Duysak, who was working for Twitter via a contracting company called Pro Unlimited, explained that he came into contact with Trump's Twitter account after another user reported it, according to CNN. The rest of what actually happened is unclear. Duysak said he didn't realize what he had done until news outlets were releasing Twitter's official statement on Nov. 2 about an employee who "inadvertently deactivated" his account "due to human error."
Duysak described Nov. 2 as a "hectic day" when he made the mistake. "You have a headache, you are tired. We are not machines — this was one of those days."
The contractor also made it very clear that he was not acting alone or from a place of personal vengeance for the president. Duysak said he actually admires Trump's success, telling CNNTech, "He is a very successful person, and I admire his hard work and how he made it to get the highest position. But I think he needs to learn a little as a politician."

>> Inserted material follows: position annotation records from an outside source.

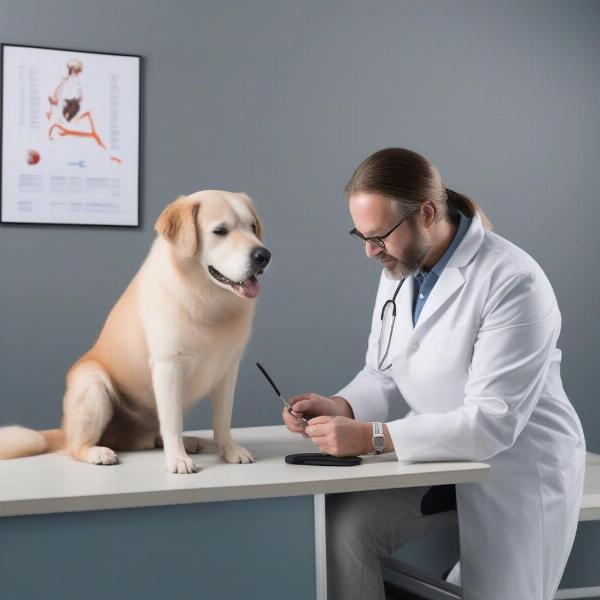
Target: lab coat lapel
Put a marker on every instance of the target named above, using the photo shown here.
(450, 280)
(452, 277)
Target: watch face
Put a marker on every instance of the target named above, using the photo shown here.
(379, 443)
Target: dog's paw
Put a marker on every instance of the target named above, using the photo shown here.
(192, 445)
(181, 464)
(236, 454)
(101, 455)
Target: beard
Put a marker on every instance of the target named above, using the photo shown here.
(411, 259)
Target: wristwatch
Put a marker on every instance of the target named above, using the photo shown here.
(378, 438)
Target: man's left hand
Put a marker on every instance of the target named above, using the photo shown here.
(340, 436)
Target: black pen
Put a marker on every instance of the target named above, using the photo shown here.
(300, 420)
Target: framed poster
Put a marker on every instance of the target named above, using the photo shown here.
(70, 137)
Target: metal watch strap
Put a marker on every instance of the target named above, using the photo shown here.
(378, 437)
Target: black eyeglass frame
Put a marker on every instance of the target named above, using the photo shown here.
(377, 240)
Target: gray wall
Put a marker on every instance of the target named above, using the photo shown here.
(282, 100)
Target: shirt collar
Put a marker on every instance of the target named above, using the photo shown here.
(461, 230)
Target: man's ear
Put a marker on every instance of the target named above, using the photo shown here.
(250, 204)
(178, 225)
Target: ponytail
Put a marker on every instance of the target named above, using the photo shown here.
(457, 201)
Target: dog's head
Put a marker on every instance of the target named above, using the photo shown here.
(223, 233)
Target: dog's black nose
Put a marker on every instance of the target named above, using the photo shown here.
(260, 257)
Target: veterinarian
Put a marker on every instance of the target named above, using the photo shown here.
(464, 330)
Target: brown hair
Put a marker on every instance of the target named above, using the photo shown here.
(409, 178)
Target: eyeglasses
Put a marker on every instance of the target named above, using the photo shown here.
(388, 318)
(377, 240)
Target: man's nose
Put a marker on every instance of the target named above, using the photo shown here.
(371, 250)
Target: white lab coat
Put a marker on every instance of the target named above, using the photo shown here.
(480, 372)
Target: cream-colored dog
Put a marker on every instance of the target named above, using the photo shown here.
(175, 335)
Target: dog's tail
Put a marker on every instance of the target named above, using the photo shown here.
(17, 441)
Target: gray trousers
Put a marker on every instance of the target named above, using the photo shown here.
(362, 527)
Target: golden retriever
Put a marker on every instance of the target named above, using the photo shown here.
(175, 335)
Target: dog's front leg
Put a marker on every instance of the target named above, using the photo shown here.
(167, 381)
(222, 403)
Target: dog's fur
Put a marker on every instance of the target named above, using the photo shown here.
(175, 335)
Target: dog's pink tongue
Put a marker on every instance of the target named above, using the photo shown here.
(251, 288)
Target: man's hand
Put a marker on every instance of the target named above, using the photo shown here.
(313, 405)
(340, 436)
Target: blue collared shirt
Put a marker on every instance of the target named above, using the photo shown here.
(423, 282)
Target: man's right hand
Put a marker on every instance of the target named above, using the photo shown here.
(313, 405)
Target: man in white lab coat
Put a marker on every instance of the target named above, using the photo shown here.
(464, 330)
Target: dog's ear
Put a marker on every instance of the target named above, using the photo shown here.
(250, 204)
(178, 225)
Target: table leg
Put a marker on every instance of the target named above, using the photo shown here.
(320, 546)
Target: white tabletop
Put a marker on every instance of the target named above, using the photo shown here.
(52, 483)
(590, 503)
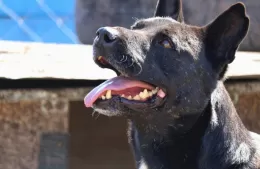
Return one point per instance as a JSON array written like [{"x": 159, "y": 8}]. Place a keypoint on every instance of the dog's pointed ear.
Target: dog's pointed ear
[
  {"x": 170, "y": 8},
  {"x": 224, "y": 35}
]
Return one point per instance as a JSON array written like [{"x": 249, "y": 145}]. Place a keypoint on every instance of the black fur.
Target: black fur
[{"x": 196, "y": 125}]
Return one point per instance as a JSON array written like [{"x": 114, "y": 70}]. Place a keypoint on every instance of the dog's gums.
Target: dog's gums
[{"x": 123, "y": 87}]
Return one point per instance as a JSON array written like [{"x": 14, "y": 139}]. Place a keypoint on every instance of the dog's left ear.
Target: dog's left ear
[
  {"x": 170, "y": 8},
  {"x": 224, "y": 35}
]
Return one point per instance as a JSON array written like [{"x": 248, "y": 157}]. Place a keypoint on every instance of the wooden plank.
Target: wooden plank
[{"x": 63, "y": 61}]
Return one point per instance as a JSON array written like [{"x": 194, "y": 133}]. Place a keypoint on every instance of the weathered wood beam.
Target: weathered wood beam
[{"x": 20, "y": 60}]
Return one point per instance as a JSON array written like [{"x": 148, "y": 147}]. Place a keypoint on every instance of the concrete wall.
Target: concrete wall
[
  {"x": 35, "y": 126},
  {"x": 92, "y": 14}
]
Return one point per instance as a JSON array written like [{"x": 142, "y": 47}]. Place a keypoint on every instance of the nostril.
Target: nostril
[{"x": 108, "y": 38}]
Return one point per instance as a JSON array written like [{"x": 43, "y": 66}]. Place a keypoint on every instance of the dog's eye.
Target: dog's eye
[{"x": 166, "y": 43}]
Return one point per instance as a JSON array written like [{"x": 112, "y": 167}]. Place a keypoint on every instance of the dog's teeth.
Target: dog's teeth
[
  {"x": 137, "y": 97},
  {"x": 108, "y": 94},
  {"x": 144, "y": 94},
  {"x": 103, "y": 97},
  {"x": 141, "y": 95},
  {"x": 154, "y": 91}
]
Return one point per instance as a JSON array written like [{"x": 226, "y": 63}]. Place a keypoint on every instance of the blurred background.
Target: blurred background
[
  {"x": 46, "y": 70},
  {"x": 69, "y": 20}
]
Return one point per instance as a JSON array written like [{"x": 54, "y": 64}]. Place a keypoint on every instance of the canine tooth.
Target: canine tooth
[
  {"x": 137, "y": 97},
  {"x": 141, "y": 95},
  {"x": 144, "y": 94},
  {"x": 108, "y": 94}
]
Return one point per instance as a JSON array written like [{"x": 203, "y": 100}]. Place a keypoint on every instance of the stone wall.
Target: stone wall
[
  {"x": 27, "y": 115},
  {"x": 92, "y": 14}
]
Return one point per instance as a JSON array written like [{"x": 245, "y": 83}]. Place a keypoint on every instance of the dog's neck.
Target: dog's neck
[
  {"x": 226, "y": 138},
  {"x": 217, "y": 135}
]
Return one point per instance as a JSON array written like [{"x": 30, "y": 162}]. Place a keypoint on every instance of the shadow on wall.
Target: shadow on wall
[{"x": 92, "y": 14}]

While Duysak views himself as ordinary, the rest of the internet thinks otherwise. Ever since Duysak's identity has been revealed, people are campaigning on Twitter for him to be Time's Person of the Year.
Oddly enough, Nov. 2 was intended to be Duysak's last day working for Twitter. Duysak claimed to have spoken with Pro Unlimited and Twitter about his plans to leave in early November, despite his contract being until early 2018, according to CNN. Going out with a bang, much? The German native had plans to return home to Germany after living and working in San Francisco for two years. Rather than extend his work visa, he is now living back home in Germany.

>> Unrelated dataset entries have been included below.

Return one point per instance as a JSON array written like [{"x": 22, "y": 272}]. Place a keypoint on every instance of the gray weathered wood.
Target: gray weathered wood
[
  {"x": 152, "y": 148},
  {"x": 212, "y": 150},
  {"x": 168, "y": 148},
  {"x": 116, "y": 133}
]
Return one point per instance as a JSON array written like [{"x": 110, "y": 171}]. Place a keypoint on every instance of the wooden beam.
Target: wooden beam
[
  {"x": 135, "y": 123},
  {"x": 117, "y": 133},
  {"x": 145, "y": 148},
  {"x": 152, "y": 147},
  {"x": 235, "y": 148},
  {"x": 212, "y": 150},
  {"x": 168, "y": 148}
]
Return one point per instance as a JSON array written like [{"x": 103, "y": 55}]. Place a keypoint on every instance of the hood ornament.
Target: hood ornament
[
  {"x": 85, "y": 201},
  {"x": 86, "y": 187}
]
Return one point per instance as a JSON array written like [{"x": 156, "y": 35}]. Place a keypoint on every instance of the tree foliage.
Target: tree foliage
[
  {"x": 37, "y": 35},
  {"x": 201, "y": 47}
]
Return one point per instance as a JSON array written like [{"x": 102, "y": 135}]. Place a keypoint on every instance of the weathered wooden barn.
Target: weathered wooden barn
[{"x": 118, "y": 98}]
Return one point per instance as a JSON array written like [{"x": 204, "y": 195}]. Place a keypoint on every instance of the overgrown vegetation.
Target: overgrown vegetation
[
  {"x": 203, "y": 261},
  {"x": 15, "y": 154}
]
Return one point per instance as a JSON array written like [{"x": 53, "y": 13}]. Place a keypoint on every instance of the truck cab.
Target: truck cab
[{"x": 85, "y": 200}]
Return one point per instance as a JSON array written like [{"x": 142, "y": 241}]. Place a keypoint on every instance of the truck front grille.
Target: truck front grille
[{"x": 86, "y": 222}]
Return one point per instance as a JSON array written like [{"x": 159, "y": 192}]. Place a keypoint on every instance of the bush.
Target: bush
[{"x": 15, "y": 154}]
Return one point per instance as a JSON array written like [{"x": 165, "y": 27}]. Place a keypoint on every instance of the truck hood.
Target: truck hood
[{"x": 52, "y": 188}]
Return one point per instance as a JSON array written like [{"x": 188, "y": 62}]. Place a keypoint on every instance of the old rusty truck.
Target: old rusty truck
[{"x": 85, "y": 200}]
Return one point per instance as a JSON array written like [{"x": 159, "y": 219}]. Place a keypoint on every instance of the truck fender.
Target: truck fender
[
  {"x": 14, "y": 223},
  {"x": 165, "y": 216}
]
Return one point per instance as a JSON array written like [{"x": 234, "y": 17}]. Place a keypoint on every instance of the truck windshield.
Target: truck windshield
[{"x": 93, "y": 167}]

Both Twitter and Pro Unlimited were unable to comment on Duysak and this incident to CNN.
After all is said and done, Duysak told CNN that he believes, as a Twitter employee, he had access to too much power over the internet and shouldn't be able to cause something that catastrophic with one misstep.
"Even if it was on purpose, it still shouldn't have taken place ... because of internal regulations at the company," he told CNNTech. "But all of this, it's not my responsibility and I don't want to say something negative about Twitter because it's a great platform where all people are given the chance to share real time information."
Could his opinions about the tech industry and its access to power be the reason he plans to start a career in banking? Who knows. Either way, this incident has brought to the surface important questions about the power and access our tech companies have over internet activity and personal accounts. If there's anything good that came from Duysak's mistake, it's that conversation.
Duysak also mentioned that he is not worried about repercussions, as he assured that what he did, even mistakingly, was legal. In Duysak's eyes he is a normal guy who made a work mistake, but to the rest of the internet, he will be remembered as the only guy who's ever been able to stop Trump from tweeting. Even if it was only for 11 minutes.